File size: 3,614 Bytes

e733120

---
license: mit
library_name: pytorch
tags:
- sparse-autoencoder
- interpretability
- llama-3.2
- qwen-2.5
- mechanism-interpretability
pipeline_tag: feature-extraction
language:
- en
base_model:
- Qwen/Qwen2.5-0.5B
- meta-llama/Llama-3.2-1B
---

# Model Card for SSAE Checkpoints

This is the official model repository for the paper **"Step-Level Sparse Autoencoder for Reasoning Process Interpretation"**.

This repository contains the trained **Step-Level Sparse Autoencoder (SSAE)** checkpoints.

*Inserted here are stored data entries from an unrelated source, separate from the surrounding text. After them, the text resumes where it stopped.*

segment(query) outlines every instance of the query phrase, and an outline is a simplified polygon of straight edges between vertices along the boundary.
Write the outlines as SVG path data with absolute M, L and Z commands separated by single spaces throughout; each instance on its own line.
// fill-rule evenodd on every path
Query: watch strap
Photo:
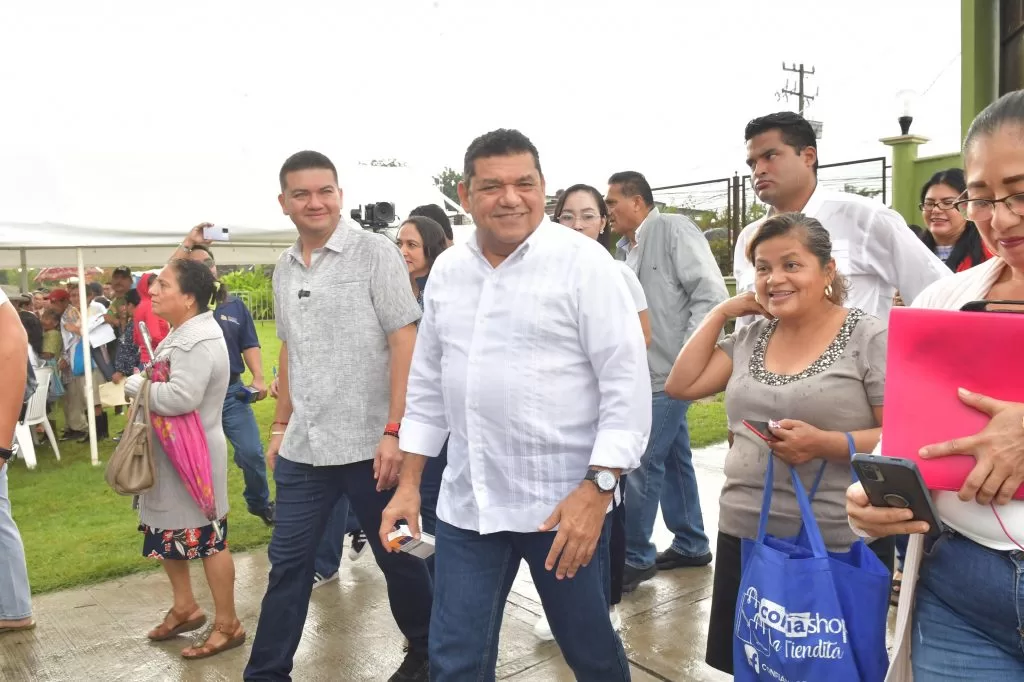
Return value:
M 8 448 L 0 448 L 0 459 L 2 459 L 5 462 L 9 462 L 11 460 L 11 457 L 14 457 L 14 450 L 9 450 Z

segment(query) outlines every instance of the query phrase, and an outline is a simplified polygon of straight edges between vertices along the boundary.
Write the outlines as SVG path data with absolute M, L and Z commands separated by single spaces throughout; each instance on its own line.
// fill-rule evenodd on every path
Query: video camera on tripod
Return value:
M 365 207 L 360 205 L 359 208 L 353 208 L 349 215 L 364 229 L 380 232 L 395 222 L 395 205 L 390 201 L 378 201 Z

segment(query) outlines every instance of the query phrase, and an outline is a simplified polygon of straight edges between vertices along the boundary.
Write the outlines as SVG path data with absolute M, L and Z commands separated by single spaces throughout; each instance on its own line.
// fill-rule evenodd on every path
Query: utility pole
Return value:
M 787 72 L 787 73 L 795 73 L 795 74 L 797 74 L 797 82 L 796 82 L 796 86 L 795 86 L 796 89 L 794 90 L 793 87 L 790 86 L 789 78 L 787 77 L 786 78 L 786 87 L 783 88 L 782 90 L 780 90 L 779 92 L 775 93 L 775 96 L 778 99 L 780 99 L 780 100 L 783 99 L 783 98 L 785 98 L 786 100 L 789 100 L 790 95 L 792 95 L 793 97 L 798 98 L 798 101 L 799 101 L 799 104 L 800 104 L 799 112 L 800 112 L 800 115 L 803 116 L 804 109 L 806 108 L 805 102 L 809 104 L 809 103 L 813 102 L 815 100 L 815 98 L 818 96 L 817 89 L 815 89 L 813 95 L 806 94 L 806 91 L 804 90 L 804 76 L 813 76 L 814 75 L 814 67 L 812 66 L 810 71 L 808 71 L 807 69 L 804 68 L 803 64 L 800 64 L 799 66 L 797 66 L 796 64 L 793 64 L 792 66 L 786 66 L 786 63 L 783 62 L 782 63 L 782 70 Z

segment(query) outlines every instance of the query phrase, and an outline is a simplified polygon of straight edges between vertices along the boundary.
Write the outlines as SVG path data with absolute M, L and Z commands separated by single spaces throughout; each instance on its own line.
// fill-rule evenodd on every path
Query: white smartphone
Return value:
M 230 241 L 231 237 L 228 235 L 228 228 L 211 225 L 203 228 L 203 239 L 211 242 L 226 242 Z

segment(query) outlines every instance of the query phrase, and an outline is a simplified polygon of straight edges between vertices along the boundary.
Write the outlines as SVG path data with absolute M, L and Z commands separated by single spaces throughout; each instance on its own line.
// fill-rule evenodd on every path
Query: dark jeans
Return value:
M 578 680 L 629 680 L 629 663 L 608 619 L 608 536 L 597 556 L 573 578 L 544 568 L 554 533 L 481 535 L 437 523 L 434 612 L 430 622 L 432 682 L 489 682 L 495 678 L 505 601 L 525 559 L 551 632 Z
M 337 573 L 341 566 L 341 555 L 345 551 L 345 536 L 349 533 L 358 533 L 361 530 L 359 519 L 355 514 L 350 514 L 350 511 L 351 505 L 348 503 L 348 497 L 342 495 L 338 498 L 334 509 L 331 510 L 327 525 L 324 526 L 324 534 L 320 536 L 313 570 L 325 578 Z
M 278 457 L 274 469 L 277 514 L 268 550 L 270 580 L 245 668 L 246 680 L 289 680 L 292 659 L 313 589 L 317 541 L 339 497 L 346 495 L 364 528 L 378 528 L 392 491 L 378 493 L 373 461 L 314 467 Z M 377 533 L 367 542 L 384 573 L 391 613 L 413 651 L 426 652 L 431 585 L 421 559 L 384 551 Z
M 242 497 L 250 512 L 260 513 L 270 506 L 270 486 L 267 484 L 267 464 L 263 459 L 260 427 L 252 406 L 242 402 L 235 394 L 243 390 L 241 381 L 228 386 L 221 418 L 224 435 L 235 450 L 235 464 L 242 470 L 245 490 Z
M 420 481 L 420 516 L 423 517 L 421 530 L 431 535 L 437 530 L 437 498 L 441 493 L 441 476 L 444 474 L 446 466 L 448 466 L 448 441 L 444 442 L 444 447 L 441 448 L 441 453 L 437 457 L 427 458 L 427 464 L 423 468 L 423 478 Z M 359 531 L 359 521 L 349 513 L 348 500 L 342 497 L 335 505 L 327 527 L 324 528 L 323 537 L 320 538 L 314 570 L 322 576 L 333 575 L 341 565 L 341 555 L 345 549 L 345 535 Z M 374 528 L 373 532 L 377 532 L 377 529 Z M 433 556 L 427 559 L 427 570 L 433 578 Z

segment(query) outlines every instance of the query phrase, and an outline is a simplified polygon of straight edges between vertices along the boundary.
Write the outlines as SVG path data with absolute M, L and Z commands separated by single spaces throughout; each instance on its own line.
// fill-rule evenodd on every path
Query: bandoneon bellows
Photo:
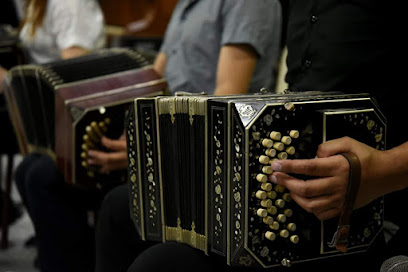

- **Paper:** [Arxiv Link Here]()
- **Code:** [GitHub Link Here]()
- **Collection:** [HuggingFace]()

## Model Overview

The checkpoints are provided as PyTorch state dictionaries (`.pt` files). Each file represents an SSAE trained on a specific **Base Model** using a specific **Dataset**.

### Naming Convention
The filenames follow this structure:
`{Dataset}_{BaseModel}_{SparsityConfig}.pt`

- **Dataset:** Source data used for training (e.g., `gsm8k`, `numina`, `opencodeinstruct`).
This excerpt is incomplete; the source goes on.